Devant le foisonnement des initiatives et les transformations économiques qu'elles engendrent, le modèle traditionnel d'entreprise se transforme et une multiplicité de formes entrepreneuriales surgissent ou renaissent.
Économie positive, économie collaborative, économie circulaire, économie de la fonctionnalité… De nouvelles formes de production et d'échange se démarquant du schéma capitaliste pur semblent apparaître, en particulier ce « tiers-secteur » qui est celui de l'économie sociale. En le mettant en perspective, Michel Audigier montre que ses racines sont anciennes. En France, c'est la Charte de l'économie sociale de 1980 qui le consacre officiellement. Pourtant, l'économie sociale a une existence plus ancienne puisque l'expression apparaît dès 1830. Aujourd'hui, elle emploie environ 2,3 millions de salariés dans un peu plus de 220 000 établissements. La distanciation vis-à-vis du champ économique et de son orientation préférentielle vers l'activité sociale s'est opérée en quatre temps : le xixe siècle avec l'expérience des familistères ; l'essor du mouvement coopératif entre les deux guerres ; les Trente Glorieuses qui ont consacré la dimension sociosanitaire du phénomène ; la période contemporaine caractérisée par le renouveau du mutualisme.

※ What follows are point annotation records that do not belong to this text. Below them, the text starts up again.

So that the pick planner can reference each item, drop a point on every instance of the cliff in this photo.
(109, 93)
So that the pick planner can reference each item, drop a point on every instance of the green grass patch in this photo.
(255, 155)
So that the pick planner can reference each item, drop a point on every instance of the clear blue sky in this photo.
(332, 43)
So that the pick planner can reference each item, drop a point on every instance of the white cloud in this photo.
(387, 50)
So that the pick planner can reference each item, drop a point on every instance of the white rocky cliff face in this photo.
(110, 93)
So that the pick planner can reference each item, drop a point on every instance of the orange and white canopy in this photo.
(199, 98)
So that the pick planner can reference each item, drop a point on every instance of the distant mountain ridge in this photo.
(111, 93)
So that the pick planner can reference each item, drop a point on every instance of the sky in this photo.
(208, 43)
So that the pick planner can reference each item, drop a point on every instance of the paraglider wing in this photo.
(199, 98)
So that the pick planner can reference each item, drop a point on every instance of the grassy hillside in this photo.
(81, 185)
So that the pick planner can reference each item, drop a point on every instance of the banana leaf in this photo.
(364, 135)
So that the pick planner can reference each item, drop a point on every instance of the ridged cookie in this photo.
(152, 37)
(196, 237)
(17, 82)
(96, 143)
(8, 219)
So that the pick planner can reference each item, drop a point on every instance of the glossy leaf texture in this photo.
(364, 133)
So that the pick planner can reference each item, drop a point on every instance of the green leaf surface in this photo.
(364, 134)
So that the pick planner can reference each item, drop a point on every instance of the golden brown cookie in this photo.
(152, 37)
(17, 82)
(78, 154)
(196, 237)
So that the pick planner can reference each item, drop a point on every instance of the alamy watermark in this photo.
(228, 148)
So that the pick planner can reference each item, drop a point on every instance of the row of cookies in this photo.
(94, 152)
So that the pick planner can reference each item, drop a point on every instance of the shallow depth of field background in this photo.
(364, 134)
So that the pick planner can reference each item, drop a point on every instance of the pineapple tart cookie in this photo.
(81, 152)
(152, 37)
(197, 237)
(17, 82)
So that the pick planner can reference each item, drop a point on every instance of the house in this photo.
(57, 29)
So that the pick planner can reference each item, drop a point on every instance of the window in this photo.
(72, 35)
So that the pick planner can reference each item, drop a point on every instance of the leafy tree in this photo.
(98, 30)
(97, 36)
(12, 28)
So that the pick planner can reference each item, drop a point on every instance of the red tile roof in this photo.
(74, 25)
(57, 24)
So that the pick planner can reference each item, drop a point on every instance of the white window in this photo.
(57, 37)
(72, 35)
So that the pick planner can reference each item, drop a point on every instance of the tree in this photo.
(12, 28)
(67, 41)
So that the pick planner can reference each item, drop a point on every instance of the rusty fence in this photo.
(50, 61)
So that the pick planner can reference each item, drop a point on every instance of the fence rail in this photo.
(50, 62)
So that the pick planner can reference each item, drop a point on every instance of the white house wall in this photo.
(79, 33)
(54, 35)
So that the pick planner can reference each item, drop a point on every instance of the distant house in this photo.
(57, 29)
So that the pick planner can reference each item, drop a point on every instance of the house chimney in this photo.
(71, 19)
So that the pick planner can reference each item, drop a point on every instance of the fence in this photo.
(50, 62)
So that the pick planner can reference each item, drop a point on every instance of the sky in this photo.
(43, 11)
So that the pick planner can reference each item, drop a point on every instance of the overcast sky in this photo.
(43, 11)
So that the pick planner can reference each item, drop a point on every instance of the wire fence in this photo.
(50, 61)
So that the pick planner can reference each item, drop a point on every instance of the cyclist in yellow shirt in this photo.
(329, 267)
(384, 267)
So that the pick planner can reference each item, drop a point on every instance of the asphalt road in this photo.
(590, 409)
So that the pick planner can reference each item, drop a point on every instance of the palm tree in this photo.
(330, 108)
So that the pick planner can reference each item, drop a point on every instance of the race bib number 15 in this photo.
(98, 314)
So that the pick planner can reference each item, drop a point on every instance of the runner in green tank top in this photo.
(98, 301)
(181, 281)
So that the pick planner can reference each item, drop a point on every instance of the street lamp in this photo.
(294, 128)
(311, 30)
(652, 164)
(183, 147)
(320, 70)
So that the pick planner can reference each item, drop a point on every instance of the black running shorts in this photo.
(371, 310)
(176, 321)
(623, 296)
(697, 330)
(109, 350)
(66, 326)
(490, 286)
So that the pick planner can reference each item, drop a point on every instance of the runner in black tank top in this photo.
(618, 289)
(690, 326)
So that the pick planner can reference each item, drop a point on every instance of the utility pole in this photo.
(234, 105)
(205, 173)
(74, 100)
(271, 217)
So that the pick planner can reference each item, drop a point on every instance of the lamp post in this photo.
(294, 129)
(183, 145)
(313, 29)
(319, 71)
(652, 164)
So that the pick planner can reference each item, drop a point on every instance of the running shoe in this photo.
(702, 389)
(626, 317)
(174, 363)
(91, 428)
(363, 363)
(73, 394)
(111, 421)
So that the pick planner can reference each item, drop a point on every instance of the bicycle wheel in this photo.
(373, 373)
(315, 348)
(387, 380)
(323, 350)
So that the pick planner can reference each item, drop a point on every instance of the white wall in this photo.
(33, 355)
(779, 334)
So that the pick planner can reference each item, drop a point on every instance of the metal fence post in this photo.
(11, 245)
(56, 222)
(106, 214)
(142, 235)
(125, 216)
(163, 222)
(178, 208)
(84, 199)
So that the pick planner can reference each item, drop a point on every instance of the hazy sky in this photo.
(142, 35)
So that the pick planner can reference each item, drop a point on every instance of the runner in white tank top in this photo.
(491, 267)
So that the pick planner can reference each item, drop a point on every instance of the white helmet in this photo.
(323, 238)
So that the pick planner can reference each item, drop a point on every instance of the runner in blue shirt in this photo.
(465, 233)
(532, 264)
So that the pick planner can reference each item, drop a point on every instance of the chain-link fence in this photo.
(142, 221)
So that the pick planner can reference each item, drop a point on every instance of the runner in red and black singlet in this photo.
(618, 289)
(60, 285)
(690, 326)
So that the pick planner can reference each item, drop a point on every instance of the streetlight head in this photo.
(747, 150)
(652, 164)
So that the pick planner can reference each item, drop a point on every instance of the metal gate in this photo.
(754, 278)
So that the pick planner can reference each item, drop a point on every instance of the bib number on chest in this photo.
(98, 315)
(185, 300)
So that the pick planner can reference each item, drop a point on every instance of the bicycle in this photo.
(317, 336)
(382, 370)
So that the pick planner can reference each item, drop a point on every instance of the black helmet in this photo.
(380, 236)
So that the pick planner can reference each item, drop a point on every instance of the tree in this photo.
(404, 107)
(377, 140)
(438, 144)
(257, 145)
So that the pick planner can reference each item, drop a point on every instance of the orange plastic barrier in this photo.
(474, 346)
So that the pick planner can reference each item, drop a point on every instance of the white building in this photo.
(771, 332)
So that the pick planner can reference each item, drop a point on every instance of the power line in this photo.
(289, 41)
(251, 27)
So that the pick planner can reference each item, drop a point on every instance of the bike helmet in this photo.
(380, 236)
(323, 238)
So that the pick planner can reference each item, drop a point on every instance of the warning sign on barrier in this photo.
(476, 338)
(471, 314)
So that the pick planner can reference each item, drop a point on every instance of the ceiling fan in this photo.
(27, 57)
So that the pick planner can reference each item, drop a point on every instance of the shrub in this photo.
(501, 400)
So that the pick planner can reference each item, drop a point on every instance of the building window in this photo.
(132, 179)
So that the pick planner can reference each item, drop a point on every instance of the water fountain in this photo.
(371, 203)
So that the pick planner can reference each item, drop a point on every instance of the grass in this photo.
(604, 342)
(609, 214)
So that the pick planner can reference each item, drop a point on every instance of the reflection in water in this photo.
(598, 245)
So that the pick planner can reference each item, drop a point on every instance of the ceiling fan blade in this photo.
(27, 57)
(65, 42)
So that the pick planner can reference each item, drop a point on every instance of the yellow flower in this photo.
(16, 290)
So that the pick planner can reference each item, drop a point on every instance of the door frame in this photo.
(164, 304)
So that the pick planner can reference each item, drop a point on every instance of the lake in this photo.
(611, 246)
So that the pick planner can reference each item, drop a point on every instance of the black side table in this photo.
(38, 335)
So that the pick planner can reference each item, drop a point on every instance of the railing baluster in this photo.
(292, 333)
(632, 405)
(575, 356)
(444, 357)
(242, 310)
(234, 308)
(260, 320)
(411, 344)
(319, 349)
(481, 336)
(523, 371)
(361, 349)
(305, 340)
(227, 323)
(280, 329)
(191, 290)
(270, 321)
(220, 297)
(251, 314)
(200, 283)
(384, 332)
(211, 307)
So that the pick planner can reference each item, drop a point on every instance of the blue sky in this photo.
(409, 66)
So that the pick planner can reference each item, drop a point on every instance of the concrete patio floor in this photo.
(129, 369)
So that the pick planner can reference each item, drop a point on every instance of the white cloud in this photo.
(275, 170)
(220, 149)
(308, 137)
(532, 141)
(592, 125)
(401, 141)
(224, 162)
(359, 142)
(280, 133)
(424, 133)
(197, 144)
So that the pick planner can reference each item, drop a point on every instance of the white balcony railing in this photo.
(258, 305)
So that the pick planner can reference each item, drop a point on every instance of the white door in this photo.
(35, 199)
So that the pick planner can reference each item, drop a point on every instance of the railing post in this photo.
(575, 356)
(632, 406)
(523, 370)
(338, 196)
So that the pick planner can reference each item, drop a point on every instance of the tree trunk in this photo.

Cependant, l'économie sociale n'a jamais eu les moyens financiers suffisants pour constituer des entreprises capables de se confronter à la concurrence des grands groupes industriels et de s'imposer sur les marchés : difficulté à trouver des sources de financement ; obstacles idéologiques venant tant des milieux ultralibéraux que des réticences de la pensée marxiste ; appui tardif des pouvoirs publics. Aujourd'hui, l'économie sociale et solidaire est à la croisée des chemins entre la réduction des dépenses publiques qui va l'affecter durablement et un cadre juridique rénové (loi de juillet 2014).
Alain Tedaldi décrit les transformations des modèles économiques classiques historiquement adoptés par les entreprises. Dans la quasi-totalité des secteurs d'activité, ces modèles économiques sont bouleversés, l'accès aux marchés se complexifie, l'intensité concurrentielle s'accroît, les stratégies d'influence se renforcent.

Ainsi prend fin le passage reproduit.